Aber noch ein weiteres, berühmtes Kirchenpapier schwingt in den Aussagen Franziskus' über die Kinderzahl der Ehe mit: Die Enzyklika " Humanae Vitae ". Über den Autor des Schreibens sagte Franziskus bei der Pressekonferenz: "Paul VI. war kein Rückständiger, kein Verschlossener. Nein, er war ein Prophet." In seinem Rundschreiben aus dem Jahr 1968 widmete dieser dem Begriff der "verantwortlichen Elternschaft" einen eigenen Abschnitt. "Die Liebe fordert von den Ehegatten, dass sie ihre Aufgabe verantwortlicher Elternschaft richtig erkennen", heißt es dort.
Diese Aufgabe sei, so heißt es in "Humanae Vitae", unter vier Aspekten zu betrachten: Erstens müssten Eheleute ausreichende Kenntnisse über die Biologie der Fortpflanzung haben. Zweitens müssten "psychologische Triebe und Leidenschaft" durch Vernunft und Willen beherrscht werden. Drittens bedeute "verantwortungsvolle Elternschaft", sich unter Abwägung der eigenen Situation entweder "hochherzig zu einem größeren Kinderreichtum" zu entschließen, oder aber "zeitweise oder dauernd auf weitere Kinder zu verzichten". Und viertens müssten verantwortungsbewusste Eltern "ihre Pflichten gegenüber Gott, sich selbst, gegenüber ihrer Familie und der menschlichen Gesellschaft anerkennen."
Franziskus: Gerade für Arme sind Kinder ein Schatz
Für Papst Franziskus scheinen gerade die letzten beiden Punkte besonderes Gewicht zu haben. Bei seiner Flugzeug-Pressekonferenz erzählte er von einer Begegnung mit einer siebenfachen Mutter, die erneut schwanger war. "Willst Du sieben Waisen hinterlassen?", habe er diese gefragt. Die achte Schwangerschaft sei verantwortungslos und würde Gott herausfordern, so Franziskus. Gott gebe dem Menschen die Möglichkeit, verantwortungsvoll zu handeln.

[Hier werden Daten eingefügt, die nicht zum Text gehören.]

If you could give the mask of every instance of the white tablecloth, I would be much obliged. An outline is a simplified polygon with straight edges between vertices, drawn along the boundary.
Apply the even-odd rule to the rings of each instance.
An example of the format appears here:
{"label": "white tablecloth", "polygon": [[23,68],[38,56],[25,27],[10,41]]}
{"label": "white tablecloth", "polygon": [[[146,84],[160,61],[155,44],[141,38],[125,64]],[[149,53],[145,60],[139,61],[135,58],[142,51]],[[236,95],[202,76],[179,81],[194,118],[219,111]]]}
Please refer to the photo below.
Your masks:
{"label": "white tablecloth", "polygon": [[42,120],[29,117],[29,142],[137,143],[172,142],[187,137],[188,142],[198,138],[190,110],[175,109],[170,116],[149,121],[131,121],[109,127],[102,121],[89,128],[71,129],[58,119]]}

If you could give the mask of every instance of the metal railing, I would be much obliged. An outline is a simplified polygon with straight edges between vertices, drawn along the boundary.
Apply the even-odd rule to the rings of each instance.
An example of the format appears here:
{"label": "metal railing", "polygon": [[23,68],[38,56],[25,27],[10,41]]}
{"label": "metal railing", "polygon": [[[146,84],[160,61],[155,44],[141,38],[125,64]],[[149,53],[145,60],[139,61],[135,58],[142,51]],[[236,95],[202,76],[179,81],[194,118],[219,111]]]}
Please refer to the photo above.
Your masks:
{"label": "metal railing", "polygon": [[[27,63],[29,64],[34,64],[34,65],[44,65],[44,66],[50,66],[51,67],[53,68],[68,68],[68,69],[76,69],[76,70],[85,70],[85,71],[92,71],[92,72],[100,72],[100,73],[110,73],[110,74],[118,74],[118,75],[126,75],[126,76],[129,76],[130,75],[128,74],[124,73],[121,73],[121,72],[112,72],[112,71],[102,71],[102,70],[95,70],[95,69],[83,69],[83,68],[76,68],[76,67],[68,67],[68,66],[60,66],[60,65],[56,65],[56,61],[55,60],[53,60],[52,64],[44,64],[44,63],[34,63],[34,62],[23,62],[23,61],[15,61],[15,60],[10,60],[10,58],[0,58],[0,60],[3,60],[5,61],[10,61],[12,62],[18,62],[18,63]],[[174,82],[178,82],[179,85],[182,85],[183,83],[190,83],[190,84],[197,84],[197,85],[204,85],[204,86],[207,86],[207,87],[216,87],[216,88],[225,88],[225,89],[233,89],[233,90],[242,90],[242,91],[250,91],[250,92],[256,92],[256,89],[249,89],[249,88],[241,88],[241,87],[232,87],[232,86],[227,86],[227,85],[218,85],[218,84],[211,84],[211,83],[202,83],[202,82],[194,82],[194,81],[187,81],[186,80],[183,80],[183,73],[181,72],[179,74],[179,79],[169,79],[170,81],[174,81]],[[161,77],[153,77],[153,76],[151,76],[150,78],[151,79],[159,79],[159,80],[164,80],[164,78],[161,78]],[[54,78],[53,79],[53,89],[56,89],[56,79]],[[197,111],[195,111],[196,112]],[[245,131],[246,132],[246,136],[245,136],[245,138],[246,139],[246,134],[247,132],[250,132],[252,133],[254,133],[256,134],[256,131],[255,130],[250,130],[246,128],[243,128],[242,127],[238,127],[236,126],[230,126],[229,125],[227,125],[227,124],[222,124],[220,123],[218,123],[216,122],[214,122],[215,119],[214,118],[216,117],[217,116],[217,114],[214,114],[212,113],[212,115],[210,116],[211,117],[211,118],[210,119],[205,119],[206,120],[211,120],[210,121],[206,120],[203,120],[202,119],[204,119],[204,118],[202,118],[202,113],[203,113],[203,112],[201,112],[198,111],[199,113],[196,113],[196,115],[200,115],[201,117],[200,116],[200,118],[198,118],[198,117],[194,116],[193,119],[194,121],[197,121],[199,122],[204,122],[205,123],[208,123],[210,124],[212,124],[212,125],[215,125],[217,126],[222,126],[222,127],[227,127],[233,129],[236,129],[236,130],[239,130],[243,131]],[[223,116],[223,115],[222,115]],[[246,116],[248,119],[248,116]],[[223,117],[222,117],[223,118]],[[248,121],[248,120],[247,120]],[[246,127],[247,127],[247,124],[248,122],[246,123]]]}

Zugleich zeigte Franziskus jedoch auch Verständnis für den Kinderwunsch vieler Menschen: "Für die ärmsten Menschen ist ein Kind ein Schatz. Vielleicht sind einige nicht umsichtig, das ist wahr. Aber man muss auch auf die Selbstlosigkeit des jeweiligen Papas und der jeweiligen Mama schauen, die in diesem Kind einen Schatz sehen."